Blue Moon〜小さな夜の奇跡〜

「小夜。お前の相手って、シンガーソングライターの想か?」

三月に入ってすぐ、いきなり職場で光にそう切り出され、小夜は思わず固まった。

「やっぱりか。バレンタインコンサートで見かけてから、ずっと誰かに似てるって気になってた」

バレンタインコンサートで?
想もあの時、バーにいたということなのだろうか。
いや、それよりも今は。

「待って、お願い光くん。誰にも言わないで」

小夜は辺りを気にしながら小声で詰め寄った。

「お願いだからこのことは内緒にしてて。お願いします」

必死で手を合わせてそう言うと、光は大きくため息をつく。

「小夜にこんなこと言わせるなんて……。それで小夜は幸せなのか? 人に言えないような相手と、こそこそつき合って。

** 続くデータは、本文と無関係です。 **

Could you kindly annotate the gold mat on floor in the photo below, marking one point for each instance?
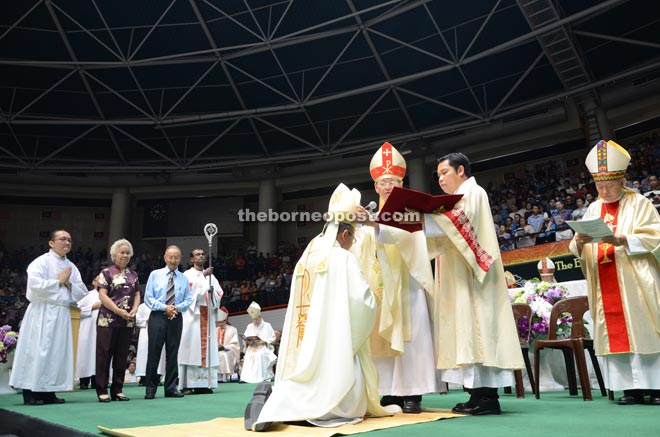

外でデートもできないだろ? 堂々と宣言しないあいつが許せない」
「違うの、光くん。秘密にしててって言ったのは私の方で……」
「言わせたのはあいつだろ!」

鋭い声で言われて、小夜は思わず言葉を呑み込む。
光は真剣な顔で小夜に向き合った。

「小夜が幸せなら俺は身を引く。けどそうじゃないなら、少しでも小夜を泣かせたりしたら、その時は……」

光はギラッと目の色を変える。

「あいつから奪ってやる」

強い眼差しに圧倒されて、小夜はなにも言い返せない。

「あいつにそう言っといて。じゃあ」

光が立ち去っても、小夜は呆然と立ち尽くしていた。